Se presume que uno de dos desconocidos desenfundó un arma corta cerca de las 9:00 p.m. del sábado y en una calle del barrio Nidia Espinales de El Viejo disparó a Juan Carlos Medina Fuentes, de 24 años, quien ya no tenía signos vitales al arribar al centro de salud José Rubí.
Según las averiguaciones el joven sostuvo una discusión con un desconocido, regresó a la vivienda pero volvió a salir, minutos después se escucharon los disparos.
Pobladores del sector sugirieron mayor presencia policial debido a que la tensión por robos y agresiones es a partir de las 6:00 de la tarde cuando los trabajadores y estudiantes se acercan a sus casas. Es tal el temor, dijeron los vecinos, que los taxistas evitan ingresar por la noche.
“A veces (la Policía) dicen que no tienen combustible o es que solo hay una unidad para venir a apoyarnos; en algunas ocasiones se les ha llamado y no se presentan. La drogadicción se ve mucho, que hasta los niños miran esas cosas.
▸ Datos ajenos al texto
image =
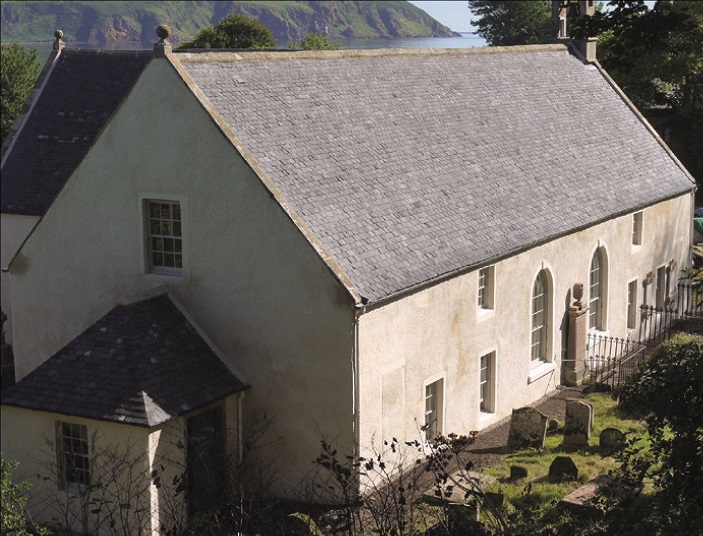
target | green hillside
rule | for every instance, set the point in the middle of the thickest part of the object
(135, 22)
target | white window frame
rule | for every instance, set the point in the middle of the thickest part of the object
(73, 456)
(598, 290)
(637, 228)
(632, 304)
(486, 288)
(433, 408)
(487, 383)
(175, 231)
(540, 319)
(662, 277)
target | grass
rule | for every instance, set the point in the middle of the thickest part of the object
(536, 491)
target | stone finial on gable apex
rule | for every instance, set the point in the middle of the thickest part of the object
(58, 43)
(162, 48)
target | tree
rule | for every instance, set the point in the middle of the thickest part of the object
(314, 41)
(667, 393)
(14, 504)
(19, 68)
(656, 57)
(234, 31)
(506, 22)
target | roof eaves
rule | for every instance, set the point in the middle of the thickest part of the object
(48, 68)
(644, 121)
(29, 105)
(327, 257)
(395, 296)
(227, 56)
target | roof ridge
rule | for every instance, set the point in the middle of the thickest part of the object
(142, 295)
(208, 55)
(109, 51)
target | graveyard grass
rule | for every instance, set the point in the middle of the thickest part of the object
(539, 495)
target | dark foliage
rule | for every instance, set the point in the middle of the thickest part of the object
(19, 68)
(234, 31)
(505, 23)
La Policía debería de poner mano dura, cuando llega asistencia es la Policía de Chinandega que viene”, declaró Blanca María Sosa.
PENSARON QUE ERA PÓLVORA
Luis Rosales, refirió que escuchó los balazos y pensó que los chavalos quemaban pólvora, minutos después le alertó el alboroto y los gritos que pedían ayuda.
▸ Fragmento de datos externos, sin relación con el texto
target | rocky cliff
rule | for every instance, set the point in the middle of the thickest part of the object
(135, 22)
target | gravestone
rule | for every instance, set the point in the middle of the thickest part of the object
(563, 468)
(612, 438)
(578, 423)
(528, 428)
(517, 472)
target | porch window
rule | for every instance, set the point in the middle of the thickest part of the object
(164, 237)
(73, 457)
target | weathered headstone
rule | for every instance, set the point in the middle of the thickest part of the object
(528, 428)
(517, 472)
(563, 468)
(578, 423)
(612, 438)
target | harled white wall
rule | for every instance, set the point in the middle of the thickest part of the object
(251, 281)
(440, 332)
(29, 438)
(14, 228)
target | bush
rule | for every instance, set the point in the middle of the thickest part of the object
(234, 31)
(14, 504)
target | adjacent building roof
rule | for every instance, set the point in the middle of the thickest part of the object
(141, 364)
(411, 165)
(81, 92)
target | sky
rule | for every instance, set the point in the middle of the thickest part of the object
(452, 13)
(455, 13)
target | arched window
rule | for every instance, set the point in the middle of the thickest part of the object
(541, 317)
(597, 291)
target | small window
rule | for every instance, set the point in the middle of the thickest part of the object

El muchacho había enderezado sus pasos y había celebrado la culminación de estudios en el proceso educativo denominado Sandino 2.
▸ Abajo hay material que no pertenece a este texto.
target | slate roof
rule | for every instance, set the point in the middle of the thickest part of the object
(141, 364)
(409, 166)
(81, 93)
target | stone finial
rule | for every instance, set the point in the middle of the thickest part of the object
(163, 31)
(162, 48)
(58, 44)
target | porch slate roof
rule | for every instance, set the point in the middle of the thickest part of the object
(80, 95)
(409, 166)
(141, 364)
El comisionado Alí Espinoza, jefe policial de El Viejo, dijo que rastrearían a quien cometió el crimen.
Recién la Policía viejana capturó a una banda de antisociales, quienes ejecutaron nueve delitos contra la ciudadanía de El Viejo en un buen trayecto de la carretera salida de esta ciudad hacia la comarca La Curva.